The parser works around the file size limitation without sacrificing performance (parse medline04n001.xml.gz containing 30 000 citations in 82 s on a Pentium II 500 Hz machine with 384 MB memory running Windows 2000 and Sun's JRE 1.4.2). It is done by combining a regular Java file reader with open source XML libraries, dom4j (MetaStuff Ltd., 2004, http://www.dom4j.org) and Piccolo (Yuval Oren, 2004, http://piccolo.sourceforge.net/). A MEDLINE/PubMed XML file is first opened as a plain text file by the regular file reader, and read into memory in small chunks. A chunk of text, containing exactly one citation unit from start tag to end tag, is then passed to the XML parser. After the citation is processed, the next chunk is passed to the parser, and the previous one is discarded. Thus, the MedKit parser is able to process very large files in a stream-like fashion while retaining the convenience and flexibility of XML within a citation unit.
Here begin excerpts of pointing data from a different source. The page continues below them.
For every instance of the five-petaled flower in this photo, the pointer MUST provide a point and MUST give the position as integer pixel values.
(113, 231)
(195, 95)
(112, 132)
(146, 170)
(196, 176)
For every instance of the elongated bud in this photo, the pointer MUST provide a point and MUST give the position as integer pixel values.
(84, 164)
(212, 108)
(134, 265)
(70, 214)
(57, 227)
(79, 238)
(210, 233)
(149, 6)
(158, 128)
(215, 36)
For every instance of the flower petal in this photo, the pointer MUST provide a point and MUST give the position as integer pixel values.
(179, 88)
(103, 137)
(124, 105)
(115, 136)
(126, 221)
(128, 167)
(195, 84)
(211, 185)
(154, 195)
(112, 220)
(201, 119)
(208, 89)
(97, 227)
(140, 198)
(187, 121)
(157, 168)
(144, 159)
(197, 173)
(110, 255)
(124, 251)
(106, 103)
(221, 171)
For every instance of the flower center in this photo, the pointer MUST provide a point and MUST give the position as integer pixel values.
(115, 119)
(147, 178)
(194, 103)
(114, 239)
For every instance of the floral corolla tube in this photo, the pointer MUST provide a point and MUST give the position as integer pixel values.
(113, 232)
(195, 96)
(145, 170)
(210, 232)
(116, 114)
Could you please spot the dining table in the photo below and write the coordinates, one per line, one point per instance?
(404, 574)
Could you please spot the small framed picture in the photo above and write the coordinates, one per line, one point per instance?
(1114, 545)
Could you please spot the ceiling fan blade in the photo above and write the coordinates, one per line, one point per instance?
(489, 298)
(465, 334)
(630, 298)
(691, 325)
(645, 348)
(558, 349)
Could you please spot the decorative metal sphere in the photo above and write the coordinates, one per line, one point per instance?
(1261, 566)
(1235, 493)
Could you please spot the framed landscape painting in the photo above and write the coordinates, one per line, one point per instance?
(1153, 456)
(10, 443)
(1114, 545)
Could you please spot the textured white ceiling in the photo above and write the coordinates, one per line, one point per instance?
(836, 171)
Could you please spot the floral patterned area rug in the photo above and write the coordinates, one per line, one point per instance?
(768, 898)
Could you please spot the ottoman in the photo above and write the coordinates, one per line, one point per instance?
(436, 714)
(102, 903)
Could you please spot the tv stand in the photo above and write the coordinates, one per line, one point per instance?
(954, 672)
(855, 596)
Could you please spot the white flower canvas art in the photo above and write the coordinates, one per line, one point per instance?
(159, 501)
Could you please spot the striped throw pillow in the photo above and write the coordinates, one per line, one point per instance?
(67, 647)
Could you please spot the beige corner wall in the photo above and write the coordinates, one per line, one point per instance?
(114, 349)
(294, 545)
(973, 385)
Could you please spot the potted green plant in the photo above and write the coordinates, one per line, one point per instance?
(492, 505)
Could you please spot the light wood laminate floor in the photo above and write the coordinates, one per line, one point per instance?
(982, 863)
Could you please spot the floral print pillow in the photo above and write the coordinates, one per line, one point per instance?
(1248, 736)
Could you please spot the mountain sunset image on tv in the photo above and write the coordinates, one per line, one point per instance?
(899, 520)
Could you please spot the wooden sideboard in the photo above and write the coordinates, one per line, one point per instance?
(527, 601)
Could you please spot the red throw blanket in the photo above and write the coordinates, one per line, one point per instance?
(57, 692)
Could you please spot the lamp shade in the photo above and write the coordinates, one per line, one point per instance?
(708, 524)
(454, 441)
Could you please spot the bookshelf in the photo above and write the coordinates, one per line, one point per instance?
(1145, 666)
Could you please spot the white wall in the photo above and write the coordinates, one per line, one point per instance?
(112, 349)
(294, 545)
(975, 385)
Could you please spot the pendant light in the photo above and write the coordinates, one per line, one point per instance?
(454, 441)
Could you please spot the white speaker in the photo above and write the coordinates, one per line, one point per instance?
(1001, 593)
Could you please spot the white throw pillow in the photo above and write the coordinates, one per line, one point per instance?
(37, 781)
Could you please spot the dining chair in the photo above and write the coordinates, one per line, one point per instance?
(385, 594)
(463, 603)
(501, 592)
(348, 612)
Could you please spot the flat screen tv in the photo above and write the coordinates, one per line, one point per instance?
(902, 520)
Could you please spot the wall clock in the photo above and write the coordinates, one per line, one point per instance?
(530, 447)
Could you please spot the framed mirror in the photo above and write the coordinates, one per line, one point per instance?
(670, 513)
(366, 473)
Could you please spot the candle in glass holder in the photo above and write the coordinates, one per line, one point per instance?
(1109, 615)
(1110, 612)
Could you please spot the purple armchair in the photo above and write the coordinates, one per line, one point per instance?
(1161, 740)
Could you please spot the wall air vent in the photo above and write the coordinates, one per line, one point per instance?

This design is based on the observation that most MEDLINE/PubMed text mining systems focus on the information contained within single citations; cross talk among citations is rare.
The sampler's random sampling algorithm is backed by the Colt distribution, open source libraries for high-performance scientific and technical computing in Java [European Organization for Nuclear Research (CERN), 2004, http://hoschek.home.cern.ch/hoschek/colt/].
The package is freely available at: http://metnetdb.gdcb.iastate.edu/medkit.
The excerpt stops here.